Тот, кто впервые знакомится с учётно-послужными документами П.А. Ротмистрова, бывает немало удивлён тем, что первый в Красной Армии маршал бронетанковых войск[696], прослужив в ней первые 19 лет, вплоть до начала 1938 г., никакого отношения к танковым войскам не имел. Но уже через три года стал заместителем командира танковой дивизии, а затем и начальником штаба мехкорпуса. Столь стремительный взлёт связан прежде всего с развернувшимися в это время политическими репрессиями. Любопытно содержание разговора, который состоялся у Павла Алексеевича с начальником ВАММ РККА после его экстренного отзыва с Дальнего Востока. Он показателен тем, каким образом шёл отбор специалистов на должности в этот период. «В октябре 1937 г., – вспоминал П.А. Ротмистров, – я неожиданно получил предписание передать полк своему заместителю и срочно убыть в Москву, в распоряжение Главного управления по командному и начальствующему составу Красной Армии. Там мне так же неожиданно предложили должность преподавателя тактики в недавно созданной Военной академии моторизации и механизации РККА. Мотивировали это назначение тем, что за время службы на Дальнем Востоке, и особенно в штабе ОКДВА, я, мол, достаточно хорошо ознакомился с танковыми частями и подразделениями, видел их в действии в ходе учений и маневров и к тому же хорошо знал общевойсковую тактику.
На следующий день меня уже принял начальник академии дивизионный инженер И.А. Лебедев.
– Как же я буду преподавать тактику танкистам, если не был танкистом? – спросил я у Лебедева.
– Все мы когда-нибудь не были танкистами. Потребовали обучать танкистов – учим и сами учимся, – хмурясь, отвечал Иван Андреевич.
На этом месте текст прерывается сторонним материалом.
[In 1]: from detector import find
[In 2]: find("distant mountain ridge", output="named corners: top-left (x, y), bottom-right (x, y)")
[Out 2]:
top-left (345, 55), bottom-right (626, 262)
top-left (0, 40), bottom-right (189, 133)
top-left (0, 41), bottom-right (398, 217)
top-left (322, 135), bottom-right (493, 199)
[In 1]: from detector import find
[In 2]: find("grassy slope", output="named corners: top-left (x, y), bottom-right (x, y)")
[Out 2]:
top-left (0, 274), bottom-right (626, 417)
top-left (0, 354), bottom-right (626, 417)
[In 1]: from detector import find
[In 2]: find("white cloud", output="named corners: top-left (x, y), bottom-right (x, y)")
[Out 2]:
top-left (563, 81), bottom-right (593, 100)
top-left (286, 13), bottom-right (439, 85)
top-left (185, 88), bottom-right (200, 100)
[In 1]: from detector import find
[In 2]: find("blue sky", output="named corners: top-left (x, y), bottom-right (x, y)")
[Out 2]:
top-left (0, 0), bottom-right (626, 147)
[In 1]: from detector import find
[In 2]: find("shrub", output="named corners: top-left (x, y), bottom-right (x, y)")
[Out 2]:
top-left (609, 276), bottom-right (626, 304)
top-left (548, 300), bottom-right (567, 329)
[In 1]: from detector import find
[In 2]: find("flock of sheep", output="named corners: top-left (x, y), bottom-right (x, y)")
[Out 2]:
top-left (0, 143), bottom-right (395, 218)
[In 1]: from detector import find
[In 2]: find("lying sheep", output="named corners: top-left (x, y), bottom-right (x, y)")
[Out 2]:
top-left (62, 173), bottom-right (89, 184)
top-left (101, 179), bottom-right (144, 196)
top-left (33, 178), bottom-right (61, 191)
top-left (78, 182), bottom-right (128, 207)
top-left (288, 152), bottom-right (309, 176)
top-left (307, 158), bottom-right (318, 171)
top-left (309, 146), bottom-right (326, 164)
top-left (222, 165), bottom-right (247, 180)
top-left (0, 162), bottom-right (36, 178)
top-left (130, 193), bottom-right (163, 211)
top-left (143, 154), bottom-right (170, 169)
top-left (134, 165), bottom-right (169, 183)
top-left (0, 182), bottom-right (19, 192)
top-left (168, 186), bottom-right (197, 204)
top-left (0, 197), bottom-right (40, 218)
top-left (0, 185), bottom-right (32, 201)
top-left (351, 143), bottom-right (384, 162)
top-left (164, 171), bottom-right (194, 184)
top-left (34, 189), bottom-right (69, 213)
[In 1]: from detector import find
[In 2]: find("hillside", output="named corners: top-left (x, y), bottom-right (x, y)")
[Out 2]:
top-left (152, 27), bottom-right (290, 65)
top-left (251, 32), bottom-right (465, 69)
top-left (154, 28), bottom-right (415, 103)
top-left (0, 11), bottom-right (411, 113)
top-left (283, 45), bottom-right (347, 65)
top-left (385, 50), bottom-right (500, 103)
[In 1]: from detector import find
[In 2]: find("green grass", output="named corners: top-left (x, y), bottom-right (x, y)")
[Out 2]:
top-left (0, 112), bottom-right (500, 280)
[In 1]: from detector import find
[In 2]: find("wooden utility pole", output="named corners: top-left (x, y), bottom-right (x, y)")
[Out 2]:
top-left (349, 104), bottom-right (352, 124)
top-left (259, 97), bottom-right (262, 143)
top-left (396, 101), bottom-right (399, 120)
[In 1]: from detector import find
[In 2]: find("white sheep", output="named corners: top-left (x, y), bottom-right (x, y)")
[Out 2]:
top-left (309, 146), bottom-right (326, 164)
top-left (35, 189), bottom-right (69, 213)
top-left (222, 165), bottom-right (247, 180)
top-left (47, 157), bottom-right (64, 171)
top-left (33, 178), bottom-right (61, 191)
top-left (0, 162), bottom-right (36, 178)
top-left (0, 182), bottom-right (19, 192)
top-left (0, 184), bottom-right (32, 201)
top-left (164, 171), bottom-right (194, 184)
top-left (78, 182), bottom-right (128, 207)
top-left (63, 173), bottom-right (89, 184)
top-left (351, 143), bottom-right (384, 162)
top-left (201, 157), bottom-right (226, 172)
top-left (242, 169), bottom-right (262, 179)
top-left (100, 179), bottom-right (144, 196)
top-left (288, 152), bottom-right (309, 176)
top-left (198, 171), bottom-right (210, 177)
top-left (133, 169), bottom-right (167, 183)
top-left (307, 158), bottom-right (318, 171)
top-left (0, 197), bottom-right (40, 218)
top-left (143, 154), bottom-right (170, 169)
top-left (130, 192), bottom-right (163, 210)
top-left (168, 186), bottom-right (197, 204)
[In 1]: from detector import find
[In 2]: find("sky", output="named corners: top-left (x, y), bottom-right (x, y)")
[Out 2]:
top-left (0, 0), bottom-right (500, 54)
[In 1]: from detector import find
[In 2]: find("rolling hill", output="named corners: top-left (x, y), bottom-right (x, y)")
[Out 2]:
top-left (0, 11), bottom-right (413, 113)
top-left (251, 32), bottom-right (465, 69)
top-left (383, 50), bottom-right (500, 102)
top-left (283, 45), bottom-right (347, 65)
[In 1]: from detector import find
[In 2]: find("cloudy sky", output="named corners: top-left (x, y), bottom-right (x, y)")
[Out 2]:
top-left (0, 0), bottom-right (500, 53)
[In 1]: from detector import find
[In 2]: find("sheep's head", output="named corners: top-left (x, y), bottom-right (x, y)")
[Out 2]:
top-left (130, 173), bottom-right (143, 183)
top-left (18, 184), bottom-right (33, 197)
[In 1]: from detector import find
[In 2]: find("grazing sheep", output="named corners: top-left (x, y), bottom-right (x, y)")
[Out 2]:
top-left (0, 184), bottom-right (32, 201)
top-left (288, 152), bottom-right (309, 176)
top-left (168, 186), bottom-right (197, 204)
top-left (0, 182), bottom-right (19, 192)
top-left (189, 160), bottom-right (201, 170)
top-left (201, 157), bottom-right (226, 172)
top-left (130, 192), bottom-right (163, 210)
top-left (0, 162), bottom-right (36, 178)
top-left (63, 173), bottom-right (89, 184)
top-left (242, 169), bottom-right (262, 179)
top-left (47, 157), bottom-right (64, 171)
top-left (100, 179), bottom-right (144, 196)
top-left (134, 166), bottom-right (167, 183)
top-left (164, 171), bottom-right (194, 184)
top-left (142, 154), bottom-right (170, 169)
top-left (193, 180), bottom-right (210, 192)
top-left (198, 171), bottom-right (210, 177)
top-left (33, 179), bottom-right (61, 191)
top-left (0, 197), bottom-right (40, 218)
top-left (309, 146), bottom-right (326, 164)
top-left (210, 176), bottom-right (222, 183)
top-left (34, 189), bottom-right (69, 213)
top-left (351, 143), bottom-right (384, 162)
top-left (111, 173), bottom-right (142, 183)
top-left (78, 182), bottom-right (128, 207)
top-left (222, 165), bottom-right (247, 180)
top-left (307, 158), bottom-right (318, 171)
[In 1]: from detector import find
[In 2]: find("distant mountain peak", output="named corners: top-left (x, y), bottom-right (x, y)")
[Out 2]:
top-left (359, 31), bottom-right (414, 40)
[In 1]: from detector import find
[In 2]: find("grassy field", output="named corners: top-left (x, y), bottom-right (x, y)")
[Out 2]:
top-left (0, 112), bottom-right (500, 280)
– Тогда прошу дать мне некоторое время для изучения техники и подготовки к проведению занятий со слушателями.
– Вот это другой разговор, – улыбнулся Лебедев»[697].
Как видим, в тот момент о фундаментальных знаниях или даже элементарной профподготовке речь не шла даже в академиях, просто иного выхода не было, жизнь не остановишь, требовалось срочно закрывать дыры – гасить ежедневно открывавшиеся новые и новые вакансии. И подобное положение наблюдалось повсеместно.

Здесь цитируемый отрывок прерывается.